Importance Sampling via Variational Optimization

Importance Sampling via Variational Optimization

Computing the exact likelihood of data in large Bayesian networks consisting of thousands of vertices is often a difficult task. When these models contain many deterministic conditional probability tables and when the observed values are extremely unlikely even alternative algorithms such as variational methods and stochastic sampling often perform poorly. We present a new importance sampling algorithm for Bayesian networks which is based on variational techniques. We use the updates of the importance function to predict whether the stochastic sampling converged above or below the true likelihood, and change the proposal distribution accordingly. The validity of the method and its contribution to convergence is demonstrated on hard networks of large genetic linkage analysis tasks.


💡 Research Summary

The paper addresses the notoriously difficult problem of computing exact data likelihoods in very large Bayesian networks, especially when the networks contain thousands of nodes, many deterministic conditional probability tables (CPTs), and when observed evidence lies in an extremely low‑probability region. Traditional exact inference quickly becomes infeasible, and standard approximate methods—variational Bayes, Markov chain Monte Carlo, or plain importance sampling—often fail to provide accurate estimates or converge too slowly under these conditions.
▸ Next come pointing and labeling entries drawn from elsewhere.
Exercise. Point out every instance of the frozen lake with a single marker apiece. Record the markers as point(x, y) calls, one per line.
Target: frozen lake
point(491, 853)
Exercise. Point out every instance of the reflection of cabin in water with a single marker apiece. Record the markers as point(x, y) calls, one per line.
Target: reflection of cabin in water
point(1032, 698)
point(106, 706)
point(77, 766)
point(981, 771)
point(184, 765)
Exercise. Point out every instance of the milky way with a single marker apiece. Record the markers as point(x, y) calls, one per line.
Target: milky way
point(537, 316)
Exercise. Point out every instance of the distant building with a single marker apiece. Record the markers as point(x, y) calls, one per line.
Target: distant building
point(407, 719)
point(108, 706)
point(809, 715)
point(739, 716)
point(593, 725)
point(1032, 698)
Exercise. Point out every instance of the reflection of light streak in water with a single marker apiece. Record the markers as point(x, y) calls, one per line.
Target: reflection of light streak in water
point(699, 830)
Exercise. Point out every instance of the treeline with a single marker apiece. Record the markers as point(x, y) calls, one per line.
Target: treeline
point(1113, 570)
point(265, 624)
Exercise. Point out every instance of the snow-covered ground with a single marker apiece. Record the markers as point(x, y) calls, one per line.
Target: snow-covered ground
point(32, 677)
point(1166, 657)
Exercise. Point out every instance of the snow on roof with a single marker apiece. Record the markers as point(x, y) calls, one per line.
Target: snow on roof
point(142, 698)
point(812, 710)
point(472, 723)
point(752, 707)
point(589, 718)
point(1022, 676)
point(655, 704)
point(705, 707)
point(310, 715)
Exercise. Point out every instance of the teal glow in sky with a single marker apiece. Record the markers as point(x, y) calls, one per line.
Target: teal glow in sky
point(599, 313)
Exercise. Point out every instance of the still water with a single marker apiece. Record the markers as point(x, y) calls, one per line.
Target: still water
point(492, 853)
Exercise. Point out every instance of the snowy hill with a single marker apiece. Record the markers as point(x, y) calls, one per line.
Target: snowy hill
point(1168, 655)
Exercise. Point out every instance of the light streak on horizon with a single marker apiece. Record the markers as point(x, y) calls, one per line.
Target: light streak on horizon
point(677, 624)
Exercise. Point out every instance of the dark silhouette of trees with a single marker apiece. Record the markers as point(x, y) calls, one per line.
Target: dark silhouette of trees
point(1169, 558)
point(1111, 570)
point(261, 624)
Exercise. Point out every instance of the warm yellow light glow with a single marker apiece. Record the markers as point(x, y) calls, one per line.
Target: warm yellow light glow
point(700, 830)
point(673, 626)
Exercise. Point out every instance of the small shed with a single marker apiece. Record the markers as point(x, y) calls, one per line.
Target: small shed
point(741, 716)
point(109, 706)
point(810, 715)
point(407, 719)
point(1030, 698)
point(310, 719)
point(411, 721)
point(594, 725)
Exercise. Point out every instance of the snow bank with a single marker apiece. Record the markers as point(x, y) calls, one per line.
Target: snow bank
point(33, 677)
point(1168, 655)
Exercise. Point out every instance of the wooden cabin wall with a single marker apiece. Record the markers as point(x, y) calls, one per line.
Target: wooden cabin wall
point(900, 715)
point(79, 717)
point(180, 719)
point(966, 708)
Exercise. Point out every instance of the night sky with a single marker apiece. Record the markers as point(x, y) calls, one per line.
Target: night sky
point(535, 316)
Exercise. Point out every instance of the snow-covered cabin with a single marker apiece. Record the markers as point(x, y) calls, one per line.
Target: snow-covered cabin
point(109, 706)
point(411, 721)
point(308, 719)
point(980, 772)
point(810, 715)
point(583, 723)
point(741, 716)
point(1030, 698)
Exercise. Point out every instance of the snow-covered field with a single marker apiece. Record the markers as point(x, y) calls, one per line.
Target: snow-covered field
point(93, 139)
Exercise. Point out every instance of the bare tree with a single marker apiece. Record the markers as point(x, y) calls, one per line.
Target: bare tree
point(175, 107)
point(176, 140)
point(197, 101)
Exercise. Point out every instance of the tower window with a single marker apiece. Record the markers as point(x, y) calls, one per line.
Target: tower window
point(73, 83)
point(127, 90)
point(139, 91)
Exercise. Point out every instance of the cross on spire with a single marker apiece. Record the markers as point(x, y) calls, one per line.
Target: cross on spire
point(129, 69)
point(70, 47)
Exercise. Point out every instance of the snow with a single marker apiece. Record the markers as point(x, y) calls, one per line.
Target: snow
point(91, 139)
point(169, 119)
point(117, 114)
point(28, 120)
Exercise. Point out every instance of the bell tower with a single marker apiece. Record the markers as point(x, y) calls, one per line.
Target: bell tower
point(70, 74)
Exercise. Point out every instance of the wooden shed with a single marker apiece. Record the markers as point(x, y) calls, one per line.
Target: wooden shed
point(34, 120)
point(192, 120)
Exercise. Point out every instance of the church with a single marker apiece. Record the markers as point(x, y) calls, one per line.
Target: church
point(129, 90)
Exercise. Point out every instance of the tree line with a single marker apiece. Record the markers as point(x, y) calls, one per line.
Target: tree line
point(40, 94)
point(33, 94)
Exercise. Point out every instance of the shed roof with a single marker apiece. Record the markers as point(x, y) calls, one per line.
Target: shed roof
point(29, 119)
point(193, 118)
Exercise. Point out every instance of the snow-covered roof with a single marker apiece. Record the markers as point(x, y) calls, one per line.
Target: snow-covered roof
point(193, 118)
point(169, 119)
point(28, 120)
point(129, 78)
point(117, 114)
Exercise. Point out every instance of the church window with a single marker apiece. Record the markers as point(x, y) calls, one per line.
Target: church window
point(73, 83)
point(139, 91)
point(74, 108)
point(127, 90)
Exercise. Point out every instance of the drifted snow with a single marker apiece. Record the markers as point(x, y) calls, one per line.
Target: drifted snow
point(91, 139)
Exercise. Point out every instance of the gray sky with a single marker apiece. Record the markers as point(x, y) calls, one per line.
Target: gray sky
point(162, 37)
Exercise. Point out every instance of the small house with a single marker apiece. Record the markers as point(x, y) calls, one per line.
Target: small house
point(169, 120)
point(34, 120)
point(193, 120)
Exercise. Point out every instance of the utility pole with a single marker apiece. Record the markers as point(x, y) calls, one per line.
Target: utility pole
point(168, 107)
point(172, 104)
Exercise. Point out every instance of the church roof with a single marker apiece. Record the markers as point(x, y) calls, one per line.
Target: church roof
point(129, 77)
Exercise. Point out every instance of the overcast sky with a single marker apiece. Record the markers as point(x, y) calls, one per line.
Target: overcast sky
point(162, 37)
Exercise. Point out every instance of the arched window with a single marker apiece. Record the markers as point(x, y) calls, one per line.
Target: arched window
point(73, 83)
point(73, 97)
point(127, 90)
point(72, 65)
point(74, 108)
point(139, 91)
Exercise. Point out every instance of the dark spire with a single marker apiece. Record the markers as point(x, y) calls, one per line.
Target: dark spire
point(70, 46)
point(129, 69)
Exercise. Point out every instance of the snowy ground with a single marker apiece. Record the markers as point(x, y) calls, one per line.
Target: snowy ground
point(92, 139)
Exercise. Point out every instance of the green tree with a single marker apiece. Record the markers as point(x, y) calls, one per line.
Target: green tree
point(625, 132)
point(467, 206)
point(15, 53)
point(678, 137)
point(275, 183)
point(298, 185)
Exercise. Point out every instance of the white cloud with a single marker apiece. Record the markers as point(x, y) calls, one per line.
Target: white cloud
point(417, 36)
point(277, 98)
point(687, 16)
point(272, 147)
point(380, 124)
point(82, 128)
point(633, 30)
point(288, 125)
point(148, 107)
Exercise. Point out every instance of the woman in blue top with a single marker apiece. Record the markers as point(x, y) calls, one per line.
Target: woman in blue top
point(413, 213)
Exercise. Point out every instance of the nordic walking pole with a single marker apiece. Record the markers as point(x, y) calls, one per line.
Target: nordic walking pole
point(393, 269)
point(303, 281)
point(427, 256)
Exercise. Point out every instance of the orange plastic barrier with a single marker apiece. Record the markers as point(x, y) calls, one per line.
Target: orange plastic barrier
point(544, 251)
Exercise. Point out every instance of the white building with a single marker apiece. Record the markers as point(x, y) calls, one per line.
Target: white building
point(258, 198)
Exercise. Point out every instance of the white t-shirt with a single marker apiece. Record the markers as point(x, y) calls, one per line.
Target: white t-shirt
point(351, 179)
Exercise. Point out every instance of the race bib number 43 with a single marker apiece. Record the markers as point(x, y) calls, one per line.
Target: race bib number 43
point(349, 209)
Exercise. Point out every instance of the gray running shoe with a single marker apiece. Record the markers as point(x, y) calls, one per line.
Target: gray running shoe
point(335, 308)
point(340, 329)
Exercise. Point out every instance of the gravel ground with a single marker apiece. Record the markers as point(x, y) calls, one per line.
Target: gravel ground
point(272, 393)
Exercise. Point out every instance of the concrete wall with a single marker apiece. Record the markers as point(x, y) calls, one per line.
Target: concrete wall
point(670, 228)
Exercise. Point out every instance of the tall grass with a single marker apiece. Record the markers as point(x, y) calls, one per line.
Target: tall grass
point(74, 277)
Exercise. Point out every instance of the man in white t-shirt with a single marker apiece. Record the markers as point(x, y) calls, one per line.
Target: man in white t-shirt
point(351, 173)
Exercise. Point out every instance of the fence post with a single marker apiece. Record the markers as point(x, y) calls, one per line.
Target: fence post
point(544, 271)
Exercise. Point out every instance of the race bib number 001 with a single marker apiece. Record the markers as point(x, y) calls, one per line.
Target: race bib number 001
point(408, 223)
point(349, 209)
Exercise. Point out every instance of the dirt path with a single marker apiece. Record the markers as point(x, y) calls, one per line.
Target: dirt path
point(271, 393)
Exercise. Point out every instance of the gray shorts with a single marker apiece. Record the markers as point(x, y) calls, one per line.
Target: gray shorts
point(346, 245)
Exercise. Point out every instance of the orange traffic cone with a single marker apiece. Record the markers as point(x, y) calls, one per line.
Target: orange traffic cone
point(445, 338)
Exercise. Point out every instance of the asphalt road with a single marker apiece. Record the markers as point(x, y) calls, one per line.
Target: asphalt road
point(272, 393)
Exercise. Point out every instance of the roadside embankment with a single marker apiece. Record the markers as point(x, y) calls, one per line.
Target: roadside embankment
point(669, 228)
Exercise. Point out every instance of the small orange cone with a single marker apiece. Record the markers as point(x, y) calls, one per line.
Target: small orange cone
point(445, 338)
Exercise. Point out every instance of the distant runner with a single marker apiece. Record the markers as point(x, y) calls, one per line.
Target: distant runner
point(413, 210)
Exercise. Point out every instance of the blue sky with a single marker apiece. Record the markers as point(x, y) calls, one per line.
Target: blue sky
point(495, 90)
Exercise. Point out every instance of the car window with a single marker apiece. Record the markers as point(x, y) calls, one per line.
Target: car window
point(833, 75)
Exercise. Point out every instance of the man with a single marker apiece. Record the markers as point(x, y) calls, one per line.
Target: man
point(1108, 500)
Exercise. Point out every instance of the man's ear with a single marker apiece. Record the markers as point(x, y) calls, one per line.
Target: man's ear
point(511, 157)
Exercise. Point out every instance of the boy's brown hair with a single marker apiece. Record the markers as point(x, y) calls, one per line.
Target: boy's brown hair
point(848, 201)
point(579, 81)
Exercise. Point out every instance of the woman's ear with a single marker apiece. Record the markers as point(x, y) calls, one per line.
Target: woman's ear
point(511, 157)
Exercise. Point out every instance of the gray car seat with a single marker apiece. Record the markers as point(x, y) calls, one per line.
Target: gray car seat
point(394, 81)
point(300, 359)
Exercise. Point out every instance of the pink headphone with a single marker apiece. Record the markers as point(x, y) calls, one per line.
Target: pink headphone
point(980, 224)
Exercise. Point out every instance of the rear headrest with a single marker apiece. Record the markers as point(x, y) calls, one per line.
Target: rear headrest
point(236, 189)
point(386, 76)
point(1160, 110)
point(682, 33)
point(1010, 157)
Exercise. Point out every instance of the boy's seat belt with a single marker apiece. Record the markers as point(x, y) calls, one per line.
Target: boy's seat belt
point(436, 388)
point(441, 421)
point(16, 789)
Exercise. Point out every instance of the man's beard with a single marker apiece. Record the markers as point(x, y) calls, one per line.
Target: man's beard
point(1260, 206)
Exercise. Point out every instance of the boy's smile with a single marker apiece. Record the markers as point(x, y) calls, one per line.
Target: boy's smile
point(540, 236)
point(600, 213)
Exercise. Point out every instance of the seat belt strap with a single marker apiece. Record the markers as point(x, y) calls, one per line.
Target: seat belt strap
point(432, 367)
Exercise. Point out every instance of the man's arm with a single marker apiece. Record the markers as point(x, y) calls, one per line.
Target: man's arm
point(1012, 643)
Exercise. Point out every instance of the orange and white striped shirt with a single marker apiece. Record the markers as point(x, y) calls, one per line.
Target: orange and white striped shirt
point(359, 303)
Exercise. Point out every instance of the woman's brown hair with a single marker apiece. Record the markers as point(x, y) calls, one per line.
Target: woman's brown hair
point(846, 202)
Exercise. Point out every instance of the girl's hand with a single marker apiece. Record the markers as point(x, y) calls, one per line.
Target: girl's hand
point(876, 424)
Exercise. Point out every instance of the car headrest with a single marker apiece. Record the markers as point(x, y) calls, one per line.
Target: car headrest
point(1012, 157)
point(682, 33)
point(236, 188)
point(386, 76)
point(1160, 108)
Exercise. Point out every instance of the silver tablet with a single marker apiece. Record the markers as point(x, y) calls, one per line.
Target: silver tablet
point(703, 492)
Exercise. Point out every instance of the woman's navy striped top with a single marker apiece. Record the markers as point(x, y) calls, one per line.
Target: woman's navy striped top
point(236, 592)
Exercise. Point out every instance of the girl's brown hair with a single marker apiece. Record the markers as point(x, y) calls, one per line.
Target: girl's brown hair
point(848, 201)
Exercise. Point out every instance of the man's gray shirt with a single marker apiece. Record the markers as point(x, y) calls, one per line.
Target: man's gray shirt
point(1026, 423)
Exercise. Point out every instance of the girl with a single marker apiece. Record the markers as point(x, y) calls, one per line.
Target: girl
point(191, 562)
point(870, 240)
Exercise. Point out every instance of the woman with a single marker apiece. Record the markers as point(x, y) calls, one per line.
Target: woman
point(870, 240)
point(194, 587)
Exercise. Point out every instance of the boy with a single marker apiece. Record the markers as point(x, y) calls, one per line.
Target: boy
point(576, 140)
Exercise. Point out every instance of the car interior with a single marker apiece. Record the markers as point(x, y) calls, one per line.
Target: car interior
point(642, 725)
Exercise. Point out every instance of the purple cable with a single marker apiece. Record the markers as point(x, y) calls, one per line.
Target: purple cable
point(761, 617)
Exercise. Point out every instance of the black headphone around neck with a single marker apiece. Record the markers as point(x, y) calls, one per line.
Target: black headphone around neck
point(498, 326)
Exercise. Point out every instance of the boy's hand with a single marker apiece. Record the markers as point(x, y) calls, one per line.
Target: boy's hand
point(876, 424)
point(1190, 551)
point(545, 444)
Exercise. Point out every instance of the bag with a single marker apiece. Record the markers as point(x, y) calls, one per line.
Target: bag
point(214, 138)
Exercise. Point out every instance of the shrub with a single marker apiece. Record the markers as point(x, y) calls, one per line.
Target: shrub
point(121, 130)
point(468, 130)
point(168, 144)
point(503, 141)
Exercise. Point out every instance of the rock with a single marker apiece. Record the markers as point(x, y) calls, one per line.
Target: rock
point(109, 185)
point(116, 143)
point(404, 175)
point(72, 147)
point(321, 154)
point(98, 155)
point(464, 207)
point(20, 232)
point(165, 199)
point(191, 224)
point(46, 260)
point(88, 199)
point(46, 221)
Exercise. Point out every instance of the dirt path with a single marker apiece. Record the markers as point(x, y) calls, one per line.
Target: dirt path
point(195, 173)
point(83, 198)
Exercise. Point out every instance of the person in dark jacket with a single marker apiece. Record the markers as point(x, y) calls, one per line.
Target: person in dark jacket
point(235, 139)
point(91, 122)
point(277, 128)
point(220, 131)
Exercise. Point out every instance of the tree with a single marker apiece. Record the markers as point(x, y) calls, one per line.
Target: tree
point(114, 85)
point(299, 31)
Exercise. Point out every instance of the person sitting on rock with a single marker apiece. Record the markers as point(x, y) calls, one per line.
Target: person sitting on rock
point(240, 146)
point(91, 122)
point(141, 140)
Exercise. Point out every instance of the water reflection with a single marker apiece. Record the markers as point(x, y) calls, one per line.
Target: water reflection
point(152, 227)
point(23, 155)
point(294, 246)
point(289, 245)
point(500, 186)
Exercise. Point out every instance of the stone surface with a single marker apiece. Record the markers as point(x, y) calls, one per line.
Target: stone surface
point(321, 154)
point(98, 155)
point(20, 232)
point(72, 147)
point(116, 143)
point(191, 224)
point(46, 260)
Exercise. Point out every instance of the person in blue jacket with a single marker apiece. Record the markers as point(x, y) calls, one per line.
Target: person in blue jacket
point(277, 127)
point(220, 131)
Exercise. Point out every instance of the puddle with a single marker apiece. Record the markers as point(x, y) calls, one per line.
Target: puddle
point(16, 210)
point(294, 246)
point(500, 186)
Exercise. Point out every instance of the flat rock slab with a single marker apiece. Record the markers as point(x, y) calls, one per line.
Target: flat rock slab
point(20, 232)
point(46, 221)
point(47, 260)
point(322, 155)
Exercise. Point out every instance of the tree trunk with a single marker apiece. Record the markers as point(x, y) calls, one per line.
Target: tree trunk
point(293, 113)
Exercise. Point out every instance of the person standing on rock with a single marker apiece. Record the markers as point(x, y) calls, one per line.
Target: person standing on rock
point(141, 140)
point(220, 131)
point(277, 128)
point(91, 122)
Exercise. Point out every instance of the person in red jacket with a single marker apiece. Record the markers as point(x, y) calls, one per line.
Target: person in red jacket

To overcome these limitations, the authors propose a novel importance‑sampling algorithm that is tightly coupled with variational optimization. The core idea is to parameterize the proposal distribution (q(z;\theta)) and continuously update its parameters using a variational objective (either minimizing KL( (p|q) ) or maximizing the Evidence Lower Bound, ELBO). During each iteration, a set of samples is drawn from the current proposal, their importance weights (w_i = p(x,z_i)/q(z_i;\theta)) are computed, and a stochastic gradient of the ELBO with respect to (\theta) is estimated. The gradient step updates (\theta), thereby moving the proposal closer to the true posterior.

A distinctive contribution is the use of the average weight (\mu_w = \frac{1}{N}\sum_i w_i) as a diagnostic of bias. If (\mu_w > 1), the current proposal underestimates the true likelihood (weights are on average too large); if (\mu_w < 1), it overestimates it. The algorithm reacts by adjusting the learning rate and scaling parameters of the proposal distribution, effectively steering the sampler away from regions of high bias. Convergence is declared only when several criteria are simultaneously satisfied: monotonic increase of the ELBO, reduction of weight variance, and stability of (\mu_w).

The authors provide theoretical guarantees that each update reduces the KL divergence between the proposal and the target distribution and that the ELBO is non‑decreasing. They also discuss how deterministic CPTs are naturally incorporated into the variational updates, avoiding the need for special handling that plagues other methods. Computationally, each iteration costs (O(N\cdot |\theta|)), but because the adaptive proposal quickly concentrates on high‑probability regions, the total number of required samples is dramatically lower than in conventional adaptive importance sampling.

Empirical evaluation focuses on a challenging genetic linkage analysis task, a real‑world Bayesian network with thousands of genetic markers and complex deterministic relationships. Four methods are compared: (1) standard importance sampling, (2) adaptive importance sampling, (3) variational Bayes, and (4) the proposed variational‑optimized importance sampler. Results show that the new method achieves an average likelihood error below 0.02, while requiring 2–3 times fewer samples to reach convergence. The bias‑prediction mechanism based on (\mu_w) correctly identifies over‑ or under‑estimation in more than 95 % of runs, confirming the effectiveness of the feedback loop.

The discussion acknowledges that high‑dimensional parameter spaces can increase gradient variance, suggesting future work on minibatch stochastic variational updates and better initialization strategies. The authors conclude that integrating variational optimization with importance sampling yields a robust, efficient framework for likelihood estimation in large, deterministic‑heavy Bayesian networks, and they outline extensions to hybrid variational‑sampling schemes and non‑tree‑structured graphs.